25.19 Complete techniques for deducing Fair Almost-Sure Termination

Take the setting of probabilistic Turing machines with nondeterminism. In these machines, the control states are partitioned into the probabilistic and nondeterministic states. Each of these states are associated with finite sets of transitions that can be taken at that state. Probabilistic states associate probability distributions across available transitions at these states. Successors at these states are picked according to this distribution. At nondeterministic states, however, successors are determined by \(\textit{schedulers}\). Schedulers are functions that map finite program histories to decisions at nondeterministic states.
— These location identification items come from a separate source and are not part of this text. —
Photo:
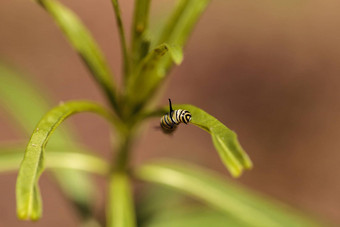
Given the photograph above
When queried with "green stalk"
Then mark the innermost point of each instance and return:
(120, 208)
(122, 37)
(139, 42)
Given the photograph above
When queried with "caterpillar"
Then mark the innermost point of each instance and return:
(170, 120)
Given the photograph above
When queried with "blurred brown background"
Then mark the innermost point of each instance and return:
(268, 69)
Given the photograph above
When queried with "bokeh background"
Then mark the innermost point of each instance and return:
(268, 69)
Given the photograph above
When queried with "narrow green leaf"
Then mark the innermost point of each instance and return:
(225, 140)
(126, 61)
(176, 54)
(81, 39)
(27, 103)
(28, 203)
(140, 42)
(237, 202)
(120, 206)
(144, 83)
(11, 157)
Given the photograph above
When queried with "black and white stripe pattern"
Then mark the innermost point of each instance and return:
(170, 121)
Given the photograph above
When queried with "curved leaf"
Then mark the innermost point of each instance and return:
(28, 197)
(242, 205)
(10, 158)
(224, 139)
(81, 39)
(149, 73)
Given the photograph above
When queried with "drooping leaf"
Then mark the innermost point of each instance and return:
(148, 76)
(28, 198)
(26, 104)
(82, 41)
(225, 140)
(181, 22)
(192, 217)
(121, 210)
(11, 156)
(126, 60)
(140, 42)
(242, 205)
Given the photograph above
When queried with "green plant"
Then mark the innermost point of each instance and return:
(146, 63)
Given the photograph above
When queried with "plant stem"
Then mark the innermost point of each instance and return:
(120, 210)
(126, 62)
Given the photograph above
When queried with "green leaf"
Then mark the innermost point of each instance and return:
(26, 103)
(28, 197)
(181, 22)
(81, 39)
(225, 141)
(11, 156)
(121, 210)
(148, 76)
(140, 43)
(242, 205)
(192, 217)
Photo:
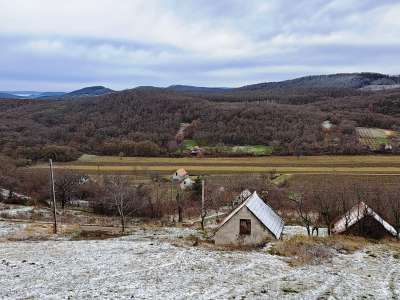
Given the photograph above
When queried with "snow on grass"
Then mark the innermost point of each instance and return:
(10, 228)
(145, 265)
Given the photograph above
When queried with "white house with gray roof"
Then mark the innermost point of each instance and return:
(251, 223)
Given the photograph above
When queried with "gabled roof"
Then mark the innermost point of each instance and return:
(263, 212)
(181, 172)
(355, 214)
(244, 195)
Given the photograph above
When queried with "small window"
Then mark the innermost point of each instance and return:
(245, 227)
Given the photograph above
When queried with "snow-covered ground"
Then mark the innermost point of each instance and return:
(147, 265)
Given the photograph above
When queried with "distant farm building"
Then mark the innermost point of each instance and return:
(180, 175)
(187, 183)
(363, 221)
(251, 223)
(196, 151)
(327, 125)
(242, 197)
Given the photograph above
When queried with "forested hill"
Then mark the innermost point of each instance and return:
(145, 121)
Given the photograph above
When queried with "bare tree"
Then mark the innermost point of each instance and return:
(303, 209)
(8, 176)
(66, 184)
(123, 198)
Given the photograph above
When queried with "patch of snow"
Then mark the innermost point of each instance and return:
(147, 266)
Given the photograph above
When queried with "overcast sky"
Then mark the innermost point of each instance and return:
(63, 45)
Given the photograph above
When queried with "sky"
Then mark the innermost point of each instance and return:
(64, 45)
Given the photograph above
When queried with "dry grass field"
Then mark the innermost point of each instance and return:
(371, 164)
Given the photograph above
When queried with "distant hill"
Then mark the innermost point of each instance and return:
(4, 95)
(196, 89)
(90, 91)
(29, 94)
(334, 81)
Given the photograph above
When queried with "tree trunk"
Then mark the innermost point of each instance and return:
(122, 224)
(180, 215)
(308, 230)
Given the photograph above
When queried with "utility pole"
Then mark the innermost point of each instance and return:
(53, 192)
(203, 214)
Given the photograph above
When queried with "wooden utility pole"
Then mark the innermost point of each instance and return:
(203, 213)
(53, 192)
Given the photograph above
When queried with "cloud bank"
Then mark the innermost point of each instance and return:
(65, 45)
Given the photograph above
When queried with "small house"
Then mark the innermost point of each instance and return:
(251, 223)
(363, 221)
(242, 197)
(187, 183)
(180, 175)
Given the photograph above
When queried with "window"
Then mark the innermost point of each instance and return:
(245, 227)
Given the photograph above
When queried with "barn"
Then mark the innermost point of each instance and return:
(251, 223)
(180, 175)
(362, 220)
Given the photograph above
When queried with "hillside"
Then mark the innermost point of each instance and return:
(145, 121)
(89, 91)
(333, 81)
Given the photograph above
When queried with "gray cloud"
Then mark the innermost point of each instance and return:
(63, 45)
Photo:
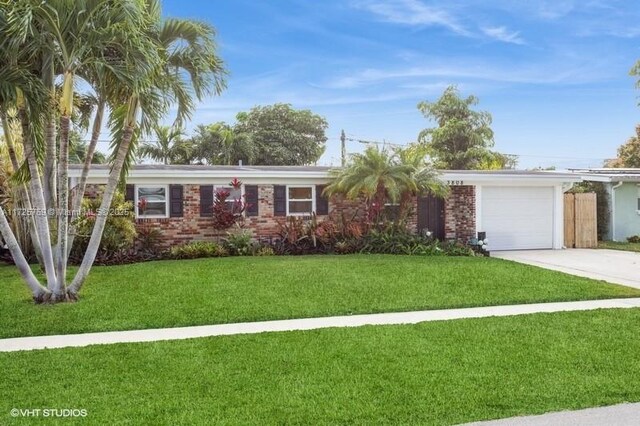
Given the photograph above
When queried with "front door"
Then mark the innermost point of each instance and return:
(431, 216)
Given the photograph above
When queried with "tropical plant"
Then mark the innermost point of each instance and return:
(282, 135)
(135, 62)
(197, 249)
(119, 230)
(238, 242)
(378, 177)
(219, 143)
(169, 148)
(628, 153)
(463, 137)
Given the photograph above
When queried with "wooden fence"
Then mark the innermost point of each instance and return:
(580, 221)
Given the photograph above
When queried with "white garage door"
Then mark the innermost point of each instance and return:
(517, 218)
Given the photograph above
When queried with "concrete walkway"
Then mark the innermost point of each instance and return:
(76, 340)
(614, 266)
(619, 415)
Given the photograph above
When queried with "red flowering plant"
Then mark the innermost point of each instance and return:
(142, 205)
(227, 213)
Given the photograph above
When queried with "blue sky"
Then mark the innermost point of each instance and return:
(554, 74)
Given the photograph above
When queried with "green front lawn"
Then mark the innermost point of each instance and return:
(615, 245)
(432, 373)
(225, 290)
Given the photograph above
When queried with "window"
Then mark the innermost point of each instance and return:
(300, 200)
(152, 201)
(235, 195)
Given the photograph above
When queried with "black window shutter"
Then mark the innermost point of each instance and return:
(206, 200)
(279, 200)
(251, 198)
(129, 193)
(175, 201)
(322, 202)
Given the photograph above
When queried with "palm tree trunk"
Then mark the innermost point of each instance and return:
(59, 291)
(101, 218)
(23, 192)
(37, 198)
(49, 172)
(49, 175)
(82, 183)
(39, 292)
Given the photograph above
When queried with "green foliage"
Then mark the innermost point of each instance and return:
(119, 231)
(282, 135)
(243, 289)
(264, 251)
(238, 242)
(169, 148)
(431, 373)
(78, 150)
(463, 136)
(219, 143)
(602, 203)
(197, 249)
(378, 177)
(351, 235)
(628, 153)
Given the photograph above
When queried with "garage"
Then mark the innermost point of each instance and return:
(517, 217)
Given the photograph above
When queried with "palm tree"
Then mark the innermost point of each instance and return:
(378, 177)
(136, 64)
(189, 69)
(168, 148)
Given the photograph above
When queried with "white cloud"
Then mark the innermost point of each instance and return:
(478, 71)
(412, 13)
(503, 34)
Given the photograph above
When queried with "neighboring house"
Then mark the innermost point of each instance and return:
(517, 209)
(623, 187)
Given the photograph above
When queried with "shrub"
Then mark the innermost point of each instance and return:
(197, 249)
(264, 251)
(119, 231)
(148, 239)
(396, 240)
(238, 243)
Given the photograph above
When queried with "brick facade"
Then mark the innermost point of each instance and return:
(460, 213)
(459, 216)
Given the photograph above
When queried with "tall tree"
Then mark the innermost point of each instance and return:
(219, 143)
(628, 153)
(283, 135)
(463, 137)
(168, 148)
(379, 176)
(133, 61)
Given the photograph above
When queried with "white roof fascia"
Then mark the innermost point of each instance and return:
(97, 176)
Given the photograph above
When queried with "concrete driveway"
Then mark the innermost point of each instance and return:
(614, 266)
Given a machine, they produce execution trees that branch at probabilistic configurations by resolving the nondeterminism in the execution.\(\\\)

Call a transition nondeterministic if it originates at a nondeterministic state. Infinite executions of these programs enable a nondeterministic transition infinitely often if they visit the origin of that transition infinitely often. With a scheduler and an initial state, the unrolled execution of these machines are trees that branch at probabilistic states. For such a machine M, call a scheduler fair if, in all infinite executions it induces, all nondeterministic transitions enabled infinitely often are taken by the scheduler infinitely often.\(\\\)

Consider the decision problem of deciding if a probabilistic nondeterministic Turing machine terminates with probability 1 under all fair schedulers. What is the recursion-theoretic complexity of this problem? Note this this problem is trivially undecidable, and that the corresponding decision problem for non-probabilistic Turing machines is known to be \(\Pi^1_1\)-complete.\(\\\)

Separately, Hoare-style proof systems for reasoning about properties of non-probabilistic programs (written in a Turing-complete language) under fair schedulers have been studied in the 80s. Such proof systems provided rules for deducing the fair termination of these programs that are both sound and complete. Naturally, we ask: what are sound and complete techniques for deducing the fair almost-sure termination of probabilistic programs?